The M. palmaris longus is arguably the most variable muscle in the human body (Gruber 1868; Spalteholz 1939) with descriptions of its variations, or its absence, respectively, dating back to the sixteenth century (Andreas Vesalius’ De humani corporis fabrica and Renaldus Columbus’ De re anatomica; see also (Brinkman and Hage 2016). Besides the absence of the muscle, which is the most common anomaly (Reimann et al. 1944; Schwalbe and Pfitzner 1894), various variation have been described over the centuries (Macalister 1875), including the location and form of its fleshy part, aberrancy of attachment at its origin or insertion, duplication and triplication, accessory slips, and replacing elements of a similar form or position (Bergman et al.; Georgiev et al. 2017; Gruber 1868; Schmidt and Lanz 2003). Concerning the PLV presented here, it is most interesting that while several authors described bifurcated or trifurcated insertion tendons sent out by a proximal muscle belly, only a few have reported multiple muscle heads. In fact, we were able to find only three other reports on three-headed palmaris longus variants, however, with differing insertion sites (Acikel et al. 2007; Natsis et al. 2007; Yildiz et al. 2000). Intriguingly, the presence of accessory M. abductor digiti minimi variants, both detached and fused with reversed or intermediate palmaris variations, have been described previously (Georgiev and Jelev 2009; Gruber 1868; Macalister 1875; Rauber and Kopsch 1998). Moreover, the trajectory of the ulnar head of the PLV described here is identical to the insertion of the AVM found on the contralateral arm, thereby additionally supporting the notion that the variants on both arms are variations of the palmaris longus muscle. Alternatively, the three-headed palmaris variation we found could also be the product of a bi-headed palmaris longus fused with an accessory M. abductor digiti minimi.

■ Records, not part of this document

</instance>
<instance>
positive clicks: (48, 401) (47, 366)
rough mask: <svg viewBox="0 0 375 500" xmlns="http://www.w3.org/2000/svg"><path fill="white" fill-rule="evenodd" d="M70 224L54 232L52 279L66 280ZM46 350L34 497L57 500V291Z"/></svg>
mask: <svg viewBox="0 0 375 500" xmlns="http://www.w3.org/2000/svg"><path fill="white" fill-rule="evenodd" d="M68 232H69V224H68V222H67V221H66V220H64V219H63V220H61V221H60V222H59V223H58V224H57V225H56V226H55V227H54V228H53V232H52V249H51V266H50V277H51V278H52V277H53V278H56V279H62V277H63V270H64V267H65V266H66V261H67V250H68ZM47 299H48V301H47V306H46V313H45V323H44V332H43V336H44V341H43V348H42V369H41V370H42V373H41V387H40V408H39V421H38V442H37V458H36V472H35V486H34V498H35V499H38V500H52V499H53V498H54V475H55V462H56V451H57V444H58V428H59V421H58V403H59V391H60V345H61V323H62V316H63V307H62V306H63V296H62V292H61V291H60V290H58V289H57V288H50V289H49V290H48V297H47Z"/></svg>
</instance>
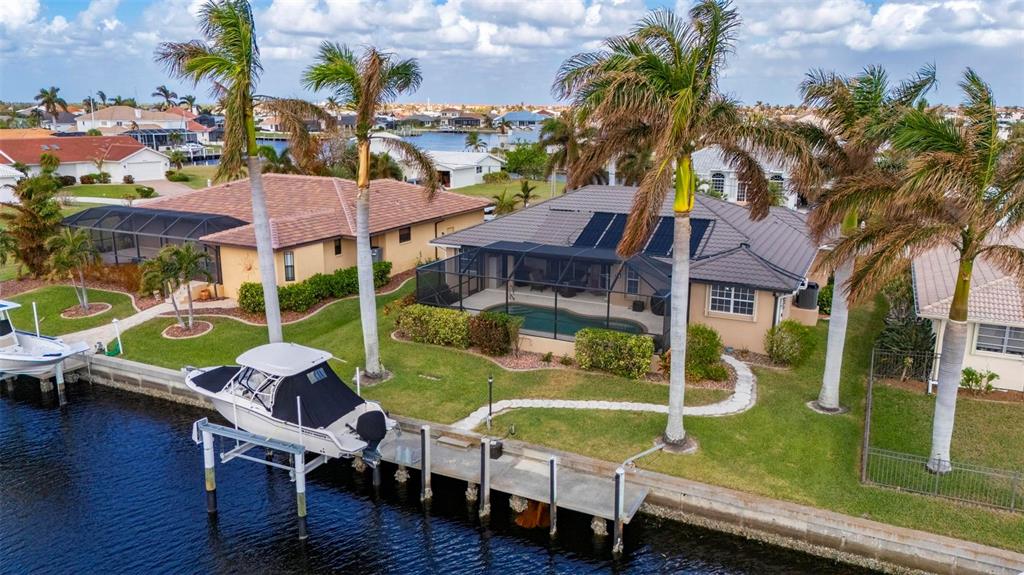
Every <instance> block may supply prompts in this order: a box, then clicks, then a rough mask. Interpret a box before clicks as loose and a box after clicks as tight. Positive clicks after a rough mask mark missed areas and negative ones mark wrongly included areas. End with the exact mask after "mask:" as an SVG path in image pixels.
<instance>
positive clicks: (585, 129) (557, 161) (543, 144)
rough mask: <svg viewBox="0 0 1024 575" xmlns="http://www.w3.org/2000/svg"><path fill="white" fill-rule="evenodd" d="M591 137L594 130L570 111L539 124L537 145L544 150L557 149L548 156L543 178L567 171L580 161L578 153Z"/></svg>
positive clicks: (567, 109) (593, 131) (592, 136)
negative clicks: (539, 125) (554, 174)
mask: <svg viewBox="0 0 1024 575" xmlns="http://www.w3.org/2000/svg"><path fill="white" fill-rule="evenodd" d="M593 136H594V130H593V129H592V128H588V127H587V126H586V124H585V123H584V122H581V121H580V118H578V116H577V114H575V112H574V110H572V109H566V110H564V112H562V113H561V114H559V115H558V116H555V117H553V118H548V119H547V120H545V121H544V122H543V123H541V136H540V141H539V144H540V145H541V146H542V147H544V148H547V147H549V146H554V147H555V148H557V149H556V150H555V151H554V152H553V153H551V154H550V156H548V165H547V166H546V167H545V173H544V175H545V177H550V176H551V174H553V173H554V172H555V171H567V170H569V169H570V168H569V167H570V166H572V165H573V164H575V163H577V162H578V161H579V160H580V152H581V151H582V150H583V148H584V146H585V145H587V141H588V140H589V139H590V138H592V137H593Z"/></svg>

Numerous authors have reported neurovascular compression syndromes caused by muscular variations or accessory muscles (De Smet 2002; Dodds et al. 1990; James et al. 1987; Jeffery 1971; Lisanti et al. 2001; Ruocco et al. 1998; Spinner et al. 1996; Zeiss and Jakab 1995). Interestingly, two of the previously mentioned three-headed palmaris variations were causative for median nerve compression symptoms and thus were discovered in surgery (Acikel et al. 2007; Yildiz et al. 2000). In the present case, we found a considerable thickening in the median nerve directly before entering the carpal tunnel on the left side, which arguably indicates a chronic compression caused by the PLV (Duncan et al. 1999). Yet, it is noteworthy that we did not find any report on median nerve compression symptoms in the medical records of the body donor suggesting either that the presence of the PLV was asymptomatic or that the body donor never sought medical advice on his symptoms. Still, it is highly conceivable that variants in close proximity to important anatomical structures can cause symptoms of nerve and artery compression and additionally hamper in-surgery orientation with potential complications.